I was in love with being a mother at Christmastime before Santa even made his first stop.

That was (nearly) 13 years ago. 12 Christmases come and gone. Already?

It took 12 Decembers for me to miss your sweet little voice when you sang, “Jingle Bells, Jingle Bells, Jingle all the reindeer.”

It took 12 ornaments made with your school photo or a handprint to make me sigh wistfully this year as we decorated the tree.

12 holiday seasons for you to learn that once the tree is up- we watch Home Alone, then Elf, then Christmas Vacation, then the Grinch.

12 Christmas Eves of Chinese food and 12 Christmas mornings with bagels and cream cheese.

12 Christmas dinners, several that we hosted at our own table (7 to be exact)

12 trees, 12 filled stockings, 12 letters to Santa by a plateful of cookies.

12 readings of The Night Before Christmas on the couch before bed.

12 early (and I mean, early) mornings with you waiting at the top of the stairs to go down and peek for the first time.

12 Advent calendars, 12 cookie baking Sundays, 12 trips to the Holiday train, or Breakfast with Santa, or some in town light display.

12 days after Christmas in our jammies amid a mess in the living room.

In my 13th Christmas with you, I ache to savor it. To slow it down.

I want every Santa letter, every Christmas carol, every scrap of crumpled wrapping that lay on the living room floor- given back to me.

I want to hold it all in my mind’s scrapbook- so I can turn the pages back and back and back and back- and back.

But my heart can’t hold all of it. It leaks out now and again, sometimes in the corners of my eyes.

In truth, we will have many more Christmas seasons, we will honor the traditions of the first 12 and make new ones in the next 12.

But those first 12, I won’t stop reminding you of them.

I will tell you stories of magic and miracles and flurries of joy.

I will admit that I got a second chance at being a child with you. But this time I got to keep all the surprises, I got to hold all of the stories.

In 12 Christmases, you grew tall enough to put the star on the tree yourself.

You can make your own hot cocoa, you know all of my favorite Christmas songs.

In 12 Christmases, I got 12 installments of you at every age- the small and sweet, the bold and inquisitive, the quick-witted and wise.

In 12 years, however you measure them, Christmas became not something we did but something we *feel*.

Our place to land. Our reset for the year ahead.

In 12 years, we grew tradition, we piled up memories, and we kept on going.

12 Christmases have passed.
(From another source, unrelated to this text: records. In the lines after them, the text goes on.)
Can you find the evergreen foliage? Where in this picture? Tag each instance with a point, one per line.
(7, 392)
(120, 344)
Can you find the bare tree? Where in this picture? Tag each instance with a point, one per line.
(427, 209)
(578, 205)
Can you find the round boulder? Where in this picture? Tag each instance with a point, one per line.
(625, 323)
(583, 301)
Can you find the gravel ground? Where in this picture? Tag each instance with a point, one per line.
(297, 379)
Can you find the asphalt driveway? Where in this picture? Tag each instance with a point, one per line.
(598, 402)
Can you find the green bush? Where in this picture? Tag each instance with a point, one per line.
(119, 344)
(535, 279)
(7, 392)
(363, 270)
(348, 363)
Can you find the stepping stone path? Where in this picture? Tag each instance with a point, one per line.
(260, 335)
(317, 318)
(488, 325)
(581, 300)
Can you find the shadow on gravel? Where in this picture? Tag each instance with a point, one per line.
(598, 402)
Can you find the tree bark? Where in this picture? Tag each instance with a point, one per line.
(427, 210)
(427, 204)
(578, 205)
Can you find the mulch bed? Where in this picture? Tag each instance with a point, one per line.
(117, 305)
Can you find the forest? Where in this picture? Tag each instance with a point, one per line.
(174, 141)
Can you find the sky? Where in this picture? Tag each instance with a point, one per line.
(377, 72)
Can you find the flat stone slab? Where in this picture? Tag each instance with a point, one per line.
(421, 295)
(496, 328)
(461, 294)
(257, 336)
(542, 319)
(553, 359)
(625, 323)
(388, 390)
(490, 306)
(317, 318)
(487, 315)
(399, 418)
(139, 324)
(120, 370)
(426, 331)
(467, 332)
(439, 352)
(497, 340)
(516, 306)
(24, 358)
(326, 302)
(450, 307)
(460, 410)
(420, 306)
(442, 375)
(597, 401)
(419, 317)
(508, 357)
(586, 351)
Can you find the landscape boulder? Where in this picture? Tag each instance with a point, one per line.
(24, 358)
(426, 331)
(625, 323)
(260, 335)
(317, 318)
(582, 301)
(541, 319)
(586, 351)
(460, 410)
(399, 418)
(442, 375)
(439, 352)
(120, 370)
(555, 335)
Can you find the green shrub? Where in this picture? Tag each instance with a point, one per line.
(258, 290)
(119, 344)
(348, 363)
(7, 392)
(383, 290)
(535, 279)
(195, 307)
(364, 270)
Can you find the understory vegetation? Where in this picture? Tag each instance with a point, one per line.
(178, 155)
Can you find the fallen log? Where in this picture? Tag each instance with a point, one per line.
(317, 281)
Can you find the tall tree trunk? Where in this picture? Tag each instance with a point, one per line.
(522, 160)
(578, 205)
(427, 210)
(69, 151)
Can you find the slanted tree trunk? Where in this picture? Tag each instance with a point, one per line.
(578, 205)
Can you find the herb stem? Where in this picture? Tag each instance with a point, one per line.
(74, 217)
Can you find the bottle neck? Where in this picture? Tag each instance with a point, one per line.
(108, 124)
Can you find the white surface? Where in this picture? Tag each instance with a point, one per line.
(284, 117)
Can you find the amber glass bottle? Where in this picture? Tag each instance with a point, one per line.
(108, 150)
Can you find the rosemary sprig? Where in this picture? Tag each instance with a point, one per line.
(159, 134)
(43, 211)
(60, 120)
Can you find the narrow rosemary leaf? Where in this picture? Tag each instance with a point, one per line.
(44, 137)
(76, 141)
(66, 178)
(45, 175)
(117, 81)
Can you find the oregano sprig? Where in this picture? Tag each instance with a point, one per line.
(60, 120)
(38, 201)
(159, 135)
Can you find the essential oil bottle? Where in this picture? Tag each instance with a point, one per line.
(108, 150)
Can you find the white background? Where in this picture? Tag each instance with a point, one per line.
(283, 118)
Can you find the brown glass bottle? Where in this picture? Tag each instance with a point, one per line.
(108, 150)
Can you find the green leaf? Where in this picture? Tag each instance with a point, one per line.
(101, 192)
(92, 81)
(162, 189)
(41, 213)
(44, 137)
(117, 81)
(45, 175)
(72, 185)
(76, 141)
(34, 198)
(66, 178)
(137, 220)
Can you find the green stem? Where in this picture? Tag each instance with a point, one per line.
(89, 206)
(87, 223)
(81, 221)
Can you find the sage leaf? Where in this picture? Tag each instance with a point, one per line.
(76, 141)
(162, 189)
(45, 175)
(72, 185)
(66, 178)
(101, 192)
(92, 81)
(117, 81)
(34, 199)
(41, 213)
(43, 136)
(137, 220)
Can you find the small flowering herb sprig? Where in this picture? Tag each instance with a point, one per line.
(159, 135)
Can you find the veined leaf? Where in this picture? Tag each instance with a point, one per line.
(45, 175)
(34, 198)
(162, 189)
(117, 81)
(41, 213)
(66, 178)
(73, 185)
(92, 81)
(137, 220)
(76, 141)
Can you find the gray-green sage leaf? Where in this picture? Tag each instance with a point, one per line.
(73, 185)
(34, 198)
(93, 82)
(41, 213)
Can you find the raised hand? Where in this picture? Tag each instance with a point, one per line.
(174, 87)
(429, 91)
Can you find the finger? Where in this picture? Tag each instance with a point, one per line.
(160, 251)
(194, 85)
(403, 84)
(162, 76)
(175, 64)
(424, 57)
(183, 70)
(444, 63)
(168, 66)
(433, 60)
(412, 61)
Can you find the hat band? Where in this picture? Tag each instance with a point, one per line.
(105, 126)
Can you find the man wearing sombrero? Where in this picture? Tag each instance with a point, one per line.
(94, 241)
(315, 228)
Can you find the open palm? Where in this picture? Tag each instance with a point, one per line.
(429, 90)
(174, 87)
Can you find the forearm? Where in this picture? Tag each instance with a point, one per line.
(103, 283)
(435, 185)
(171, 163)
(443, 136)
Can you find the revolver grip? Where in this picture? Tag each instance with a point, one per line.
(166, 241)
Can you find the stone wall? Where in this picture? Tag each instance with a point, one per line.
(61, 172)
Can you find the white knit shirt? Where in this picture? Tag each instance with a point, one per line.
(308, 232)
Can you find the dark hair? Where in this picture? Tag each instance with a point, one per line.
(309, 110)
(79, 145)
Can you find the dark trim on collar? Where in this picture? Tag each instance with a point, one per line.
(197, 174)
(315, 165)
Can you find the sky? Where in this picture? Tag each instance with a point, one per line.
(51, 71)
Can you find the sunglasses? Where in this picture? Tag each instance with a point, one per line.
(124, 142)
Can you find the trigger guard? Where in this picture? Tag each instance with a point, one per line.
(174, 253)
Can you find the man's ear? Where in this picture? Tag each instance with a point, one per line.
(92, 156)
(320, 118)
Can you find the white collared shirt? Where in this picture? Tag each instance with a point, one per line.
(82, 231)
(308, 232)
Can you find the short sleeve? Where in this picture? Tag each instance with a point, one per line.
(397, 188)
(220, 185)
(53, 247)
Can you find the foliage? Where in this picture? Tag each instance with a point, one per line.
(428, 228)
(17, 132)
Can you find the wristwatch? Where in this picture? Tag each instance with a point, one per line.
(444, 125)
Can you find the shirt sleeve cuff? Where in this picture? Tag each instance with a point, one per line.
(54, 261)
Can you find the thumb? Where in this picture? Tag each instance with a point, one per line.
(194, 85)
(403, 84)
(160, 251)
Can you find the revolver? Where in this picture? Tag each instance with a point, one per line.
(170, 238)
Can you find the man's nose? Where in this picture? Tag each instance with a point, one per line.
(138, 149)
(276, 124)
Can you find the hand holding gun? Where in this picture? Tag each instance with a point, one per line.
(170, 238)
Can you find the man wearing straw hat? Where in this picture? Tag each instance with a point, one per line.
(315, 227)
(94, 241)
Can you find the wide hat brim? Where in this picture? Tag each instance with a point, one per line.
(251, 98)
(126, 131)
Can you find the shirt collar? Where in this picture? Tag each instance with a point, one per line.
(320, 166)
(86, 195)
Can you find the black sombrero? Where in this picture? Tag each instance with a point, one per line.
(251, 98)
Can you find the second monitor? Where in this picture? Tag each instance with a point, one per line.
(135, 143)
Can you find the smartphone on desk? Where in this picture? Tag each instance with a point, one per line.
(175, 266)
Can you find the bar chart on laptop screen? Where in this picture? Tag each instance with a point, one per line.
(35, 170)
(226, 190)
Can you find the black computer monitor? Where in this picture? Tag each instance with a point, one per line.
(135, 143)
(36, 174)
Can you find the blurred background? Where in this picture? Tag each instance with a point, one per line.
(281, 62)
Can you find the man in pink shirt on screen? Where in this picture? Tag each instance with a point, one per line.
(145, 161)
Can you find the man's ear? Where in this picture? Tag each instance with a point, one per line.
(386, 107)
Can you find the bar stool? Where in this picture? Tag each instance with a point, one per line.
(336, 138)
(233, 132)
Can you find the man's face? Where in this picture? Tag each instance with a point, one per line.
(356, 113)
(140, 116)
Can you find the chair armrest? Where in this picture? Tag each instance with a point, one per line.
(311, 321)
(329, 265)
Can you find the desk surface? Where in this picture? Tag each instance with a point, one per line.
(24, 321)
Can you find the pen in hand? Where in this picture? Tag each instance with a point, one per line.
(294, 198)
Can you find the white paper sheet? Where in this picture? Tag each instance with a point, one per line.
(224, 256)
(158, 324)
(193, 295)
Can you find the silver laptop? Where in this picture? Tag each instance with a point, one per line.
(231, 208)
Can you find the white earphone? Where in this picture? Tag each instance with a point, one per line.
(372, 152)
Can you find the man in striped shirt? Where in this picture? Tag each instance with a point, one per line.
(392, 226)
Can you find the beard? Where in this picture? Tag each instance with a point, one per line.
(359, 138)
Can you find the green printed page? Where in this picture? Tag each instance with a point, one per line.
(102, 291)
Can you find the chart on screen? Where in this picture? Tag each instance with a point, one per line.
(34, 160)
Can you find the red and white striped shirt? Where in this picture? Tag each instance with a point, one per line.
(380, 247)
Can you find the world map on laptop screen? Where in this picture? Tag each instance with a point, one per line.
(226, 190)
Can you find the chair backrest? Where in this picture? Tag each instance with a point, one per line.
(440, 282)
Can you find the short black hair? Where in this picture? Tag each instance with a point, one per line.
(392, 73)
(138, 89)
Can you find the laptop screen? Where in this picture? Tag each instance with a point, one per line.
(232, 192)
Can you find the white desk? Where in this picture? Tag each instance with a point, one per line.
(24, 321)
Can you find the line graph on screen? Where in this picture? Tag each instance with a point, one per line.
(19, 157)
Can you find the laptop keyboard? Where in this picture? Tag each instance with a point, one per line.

But our 13th is before us.

And though the magic feels different, the house sounds different, and you both (okay, Mom and Dad too) look different, it will be very much the same as the 12 before.

The metrics of holidays, and love, and memories, and nostalgia are not something I pretend to understand.

But I do know this.

One quiet Christmas morning, there were hoof prints through the snow across the top of our garage.

One December evening the year your Grandpop passed, a nativity scene appeared on our front lawn.

One Christmas Eve, Santa paid a visit to us early before you went to bed.

And the words to Jingle Bells, undoubtedly, should be changed to, “Jingle Bells, Jingle Bells, Jingle all the reindeer.”